Almaty and Beijing pledge February 2022 Winter Olympic dates – risking FIFA World Cup clash

 

Almaty and Beijing, the two cities in the running to host the 2022 Winter Olympic and Paralympic Games, have made their Candidature Files public and have both pledged to hold the event from February 4 to 20.

The February dates present the distinct possibility of there being a clash with the 2022 FIFA World Cup in Qatar, with some having thought the candidates might opt for a later date to avoid the prospect of such a clash.

The likely dates for Qatar 2022 are thought to be either January-February or November-December in order to avoid the searing summer heat in the Gulf nation.

When asked by insidethegames last month about whether a January-February World Cup was out of the question, FIFA President Sepp Blatter confirmed his opposition to the idea but did not commit to being able to prevent such an eventuality.

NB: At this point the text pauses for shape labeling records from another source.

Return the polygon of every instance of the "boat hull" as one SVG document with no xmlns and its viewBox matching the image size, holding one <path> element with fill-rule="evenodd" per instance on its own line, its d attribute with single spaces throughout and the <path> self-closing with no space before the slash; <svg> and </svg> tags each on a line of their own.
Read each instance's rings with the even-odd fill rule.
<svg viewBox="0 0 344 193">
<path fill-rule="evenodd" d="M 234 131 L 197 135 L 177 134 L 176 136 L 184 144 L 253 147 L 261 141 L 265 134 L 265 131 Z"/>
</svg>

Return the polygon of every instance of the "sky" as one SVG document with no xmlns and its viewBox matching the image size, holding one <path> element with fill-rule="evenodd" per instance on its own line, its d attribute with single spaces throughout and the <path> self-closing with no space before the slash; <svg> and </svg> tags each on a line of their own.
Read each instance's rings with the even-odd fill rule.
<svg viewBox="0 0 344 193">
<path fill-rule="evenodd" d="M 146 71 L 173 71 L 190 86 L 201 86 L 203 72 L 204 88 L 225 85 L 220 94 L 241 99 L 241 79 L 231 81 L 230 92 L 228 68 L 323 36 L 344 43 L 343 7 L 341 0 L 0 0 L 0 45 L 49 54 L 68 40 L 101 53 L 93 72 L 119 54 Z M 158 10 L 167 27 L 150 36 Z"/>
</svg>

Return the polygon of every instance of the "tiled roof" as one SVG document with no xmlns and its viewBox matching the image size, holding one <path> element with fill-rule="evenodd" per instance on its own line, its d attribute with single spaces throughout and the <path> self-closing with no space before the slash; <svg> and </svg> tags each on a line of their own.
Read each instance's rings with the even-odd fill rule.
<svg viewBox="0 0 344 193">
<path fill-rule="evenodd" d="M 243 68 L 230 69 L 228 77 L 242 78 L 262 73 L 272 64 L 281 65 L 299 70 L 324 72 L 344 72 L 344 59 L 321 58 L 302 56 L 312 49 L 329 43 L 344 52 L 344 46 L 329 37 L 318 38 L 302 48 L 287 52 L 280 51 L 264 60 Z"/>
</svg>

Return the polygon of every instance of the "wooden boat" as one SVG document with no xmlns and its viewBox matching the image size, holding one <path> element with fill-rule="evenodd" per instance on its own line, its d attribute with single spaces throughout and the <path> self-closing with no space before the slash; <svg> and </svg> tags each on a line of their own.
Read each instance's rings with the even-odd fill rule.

“Definitely I, as an International Olympic Committee (IOC) member, would be against holding the World Cup at the same time as the Winter Olympics,” said the Swiss.

“That is a fact.”

A final ruling on the timing slot is expected in the spring, a few months before the IOC selects either Beijing or Almaty as the host at its Session in Kuala Lumpur on July 31.

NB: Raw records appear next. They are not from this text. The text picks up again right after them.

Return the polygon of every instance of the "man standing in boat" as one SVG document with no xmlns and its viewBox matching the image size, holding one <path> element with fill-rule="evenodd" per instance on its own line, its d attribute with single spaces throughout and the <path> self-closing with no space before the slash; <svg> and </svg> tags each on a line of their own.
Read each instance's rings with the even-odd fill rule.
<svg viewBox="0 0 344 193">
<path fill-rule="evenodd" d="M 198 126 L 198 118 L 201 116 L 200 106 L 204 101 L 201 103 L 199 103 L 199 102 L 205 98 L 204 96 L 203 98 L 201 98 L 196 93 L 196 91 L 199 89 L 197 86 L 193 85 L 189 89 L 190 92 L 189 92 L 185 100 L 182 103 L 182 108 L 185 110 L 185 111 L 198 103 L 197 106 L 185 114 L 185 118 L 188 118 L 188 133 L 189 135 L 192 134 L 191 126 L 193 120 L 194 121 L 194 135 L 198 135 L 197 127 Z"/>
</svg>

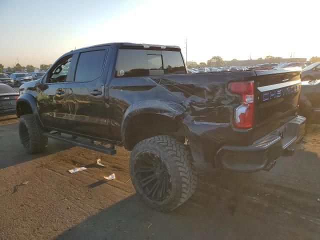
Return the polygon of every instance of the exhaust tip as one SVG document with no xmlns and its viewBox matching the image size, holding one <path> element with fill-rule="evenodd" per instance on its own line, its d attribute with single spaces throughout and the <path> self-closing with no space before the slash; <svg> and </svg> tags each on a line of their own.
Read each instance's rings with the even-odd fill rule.
<svg viewBox="0 0 320 240">
<path fill-rule="evenodd" d="M 286 148 L 282 156 L 292 156 L 294 154 L 294 148 Z"/>
</svg>

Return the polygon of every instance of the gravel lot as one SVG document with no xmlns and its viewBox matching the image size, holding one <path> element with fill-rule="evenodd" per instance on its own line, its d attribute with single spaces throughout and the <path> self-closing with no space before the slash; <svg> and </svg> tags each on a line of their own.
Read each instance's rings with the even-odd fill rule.
<svg viewBox="0 0 320 240">
<path fill-rule="evenodd" d="M 163 214 L 135 194 L 124 148 L 110 156 L 50 140 L 28 155 L 17 122 L 0 118 L 0 239 L 320 239 L 319 126 L 270 172 L 200 172 L 192 198 Z"/>
</svg>

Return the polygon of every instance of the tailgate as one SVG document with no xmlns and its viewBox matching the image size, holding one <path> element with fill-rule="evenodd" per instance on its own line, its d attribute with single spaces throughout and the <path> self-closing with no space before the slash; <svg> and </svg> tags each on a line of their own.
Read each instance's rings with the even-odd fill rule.
<svg viewBox="0 0 320 240">
<path fill-rule="evenodd" d="M 268 127 L 267 131 L 272 130 L 296 116 L 300 73 L 298 69 L 256 72 L 254 128 L 263 125 L 265 130 Z"/>
</svg>

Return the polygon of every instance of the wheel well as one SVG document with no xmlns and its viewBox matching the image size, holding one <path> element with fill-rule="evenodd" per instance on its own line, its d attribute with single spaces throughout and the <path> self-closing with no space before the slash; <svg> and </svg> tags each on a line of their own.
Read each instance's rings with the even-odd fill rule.
<svg viewBox="0 0 320 240">
<path fill-rule="evenodd" d="M 26 115 L 26 114 L 32 114 L 32 109 L 28 104 L 25 102 L 19 102 L 16 106 L 16 115 L 18 116 Z"/>
<path fill-rule="evenodd" d="M 168 135 L 181 138 L 184 136 L 178 122 L 169 117 L 158 114 L 142 114 L 129 120 L 124 133 L 124 146 L 132 150 L 140 142 L 152 136 Z M 184 138 L 183 140 L 182 138 Z"/>
</svg>

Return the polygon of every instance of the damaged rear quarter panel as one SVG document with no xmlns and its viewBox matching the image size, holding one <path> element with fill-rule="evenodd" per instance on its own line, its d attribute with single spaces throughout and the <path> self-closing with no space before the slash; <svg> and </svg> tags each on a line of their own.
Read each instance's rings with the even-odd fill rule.
<svg viewBox="0 0 320 240">
<path fill-rule="evenodd" d="M 123 136 L 130 118 L 147 112 L 179 121 L 192 144 L 206 142 L 214 148 L 227 140 L 238 141 L 241 134 L 232 130 L 231 122 L 240 98 L 228 91 L 228 83 L 255 76 L 247 72 L 114 78 L 109 86 L 108 116 L 122 128 L 112 132 Z"/>
</svg>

IOC President Thomas Bach recently claimed there would be “no winners” if the Winter Games and the World Cup coincided.

“A clash would be bad for the international audience who would have two major sports programmes broadcast worldwide, so the public’s attention would be divided,” Bach said.

“Also for the sponsors, there are some that are common to FIFA and the IOC.

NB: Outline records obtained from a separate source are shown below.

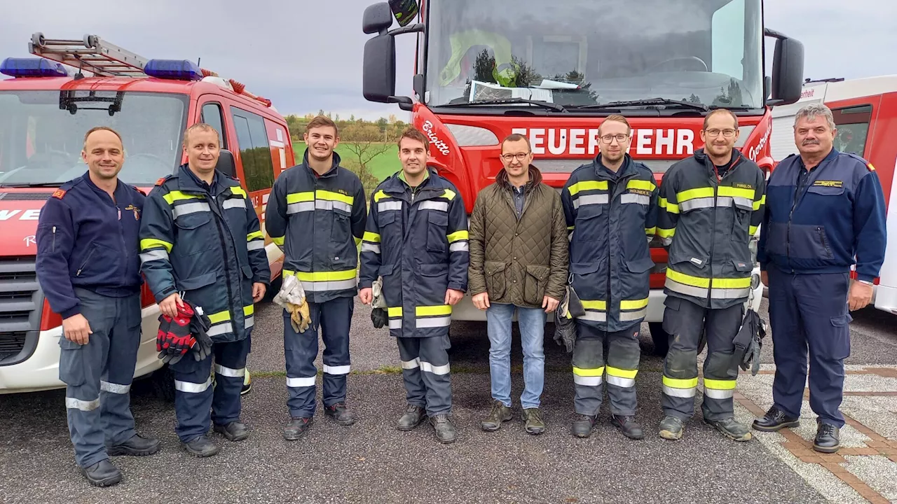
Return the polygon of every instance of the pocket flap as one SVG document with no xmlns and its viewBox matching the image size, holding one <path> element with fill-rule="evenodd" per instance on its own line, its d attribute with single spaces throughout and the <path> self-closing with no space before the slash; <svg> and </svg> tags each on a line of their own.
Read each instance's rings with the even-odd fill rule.
<svg viewBox="0 0 897 504">
<path fill-rule="evenodd" d="M 212 285 L 218 279 L 215 273 L 207 273 L 192 278 L 186 278 L 178 282 L 178 289 L 181 291 L 193 291 L 206 285 Z"/>
<path fill-rule="evenodd" d="M 508 264 L 504 261 L 486 261 L 483 265 L 483 269 L 486 274 L 492 275 L 497 273 L 501 273 L 508 267 Z"/>
</svg>

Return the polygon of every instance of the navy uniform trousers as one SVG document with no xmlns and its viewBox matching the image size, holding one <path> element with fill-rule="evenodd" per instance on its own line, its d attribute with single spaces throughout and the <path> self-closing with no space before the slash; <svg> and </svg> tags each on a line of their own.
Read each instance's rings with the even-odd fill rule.
<svg viewBox="0 0 897 504">
<path fill-rule="evenodd" d="M 774 405 L 800 416 L 810 351 L 810 407 L 820 421 L 844 426 L 844 359 L 850 355 L 848 273 L 790 274 L 768 266 Z"/>
<path fill-rule="evenodd" d="M 140 293 L 102 296 L 75 287 L 92 334 L 87 344 L 59 338 L 59 379 L 67 385 L 68 431 L 78 465 L 109 458 L 106 447 L 136 435 L 130 391 L 140 346 Z"/>
</svg>

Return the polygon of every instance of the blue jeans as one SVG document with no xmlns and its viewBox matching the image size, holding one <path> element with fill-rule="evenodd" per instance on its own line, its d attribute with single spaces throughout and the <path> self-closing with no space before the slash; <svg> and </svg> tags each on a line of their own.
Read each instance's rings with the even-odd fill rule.
<svg viewBox="0 0 897 504">
<path fill-rule="evenodd" d="M 492 303 L 486 309 L 486 330 L 489 333 L 489 373 L 492 382 L 492 399 L 510 407 L 510 326 L 514 308 L 523 345 L 524 409 L 539 407 L 539 396 L 545 381 L 545 310 L 510 304 Z"/>
</svg>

“To manage these two kinds of programmes at the same time would be very difficult, so in the end there would be no winners.”

The proposed dates formed part of the city’s Candidature Files, which have been made available on the bidding cities’ websites following the official submission of them to the International Olympic Committee (IOC) in Lausanne on January 6.

Beijing’s Candidature File consists of three volumes divided into 14 themes.

It provides detailed explanations regarding more than 200 questions and requirements raised by the IOC in relation to the organisation of the 2022 Winter Olympics and Paralympics, including the overall concept for the Games, its vision and venue plans, as well as plans for transport, media operations and security.

The File sheds further light on how Beijing 2022 will bring to life its pledge to running an athlete-centred, sustainable and economical Games.

In compliance with recommendations included in the IOC’s Agenda 2020 reform process, Beijing 2022 intends to capitalise on Beijing 2008’s legacy, not only in terms of existing competition venues – five of which will be reused for the Beijing 2022 Winter Games – but also in terms of infrastructure, operations experience and much more.

Almaty’s plan, meanwhile, is to return to a responsible, sensible concept for hosting the Olympic and Paralympic Winter Games in a city that has “the ideal geography and weather for an intimate and fun Winter Games”.

“It is clear that creative, effective concepts are needed for future host cities, especially for the unique needs of a Winter Games,” said Almaty Mayor, Akhmetzhan Yesimov.

“First, a city has to demonstrate a real need for the Games for its people and its country – and this need has to be practical, affordable, and most of all sustainable.”

He added: “Given this reality, from the beginning of our planning we made sure that we maximised the use of our existing winter sports facilities – which is almost 60 per cent.”

Almaty 2022’s Games concept incorporates many of the IOC’s Agenda 2020 reforms such as lower hosting costs, integrating sustainability throughout all Games planning, maximising the use of existing venues, and direct coordination with the long-term development of the city and region.

Of the 14 venues needed for the Winter Games, eight already exist, three are planned for Almaty’s hosting of the 2017 Winter Universiade and the remaining three are additional venues needed for the Games.

“Our technical plan is perfect for the Winter Games,” said secretary general of the National Olympic Committee of the Republic of Kazakhstan Timur Dosymbetov,

“We designed it to be so because the athletes need and deserve it.”

He added: “Given the decreasing number of cities climatically capable of hosting a Winter Games, we think it is crucial to show the Olympic Movement that Almaty offers an ideal setting in terms of climate, geography and winter sports hosting experience.

“It is all here and it is all real.”

This article was republished with permission from the original author, insidethegames.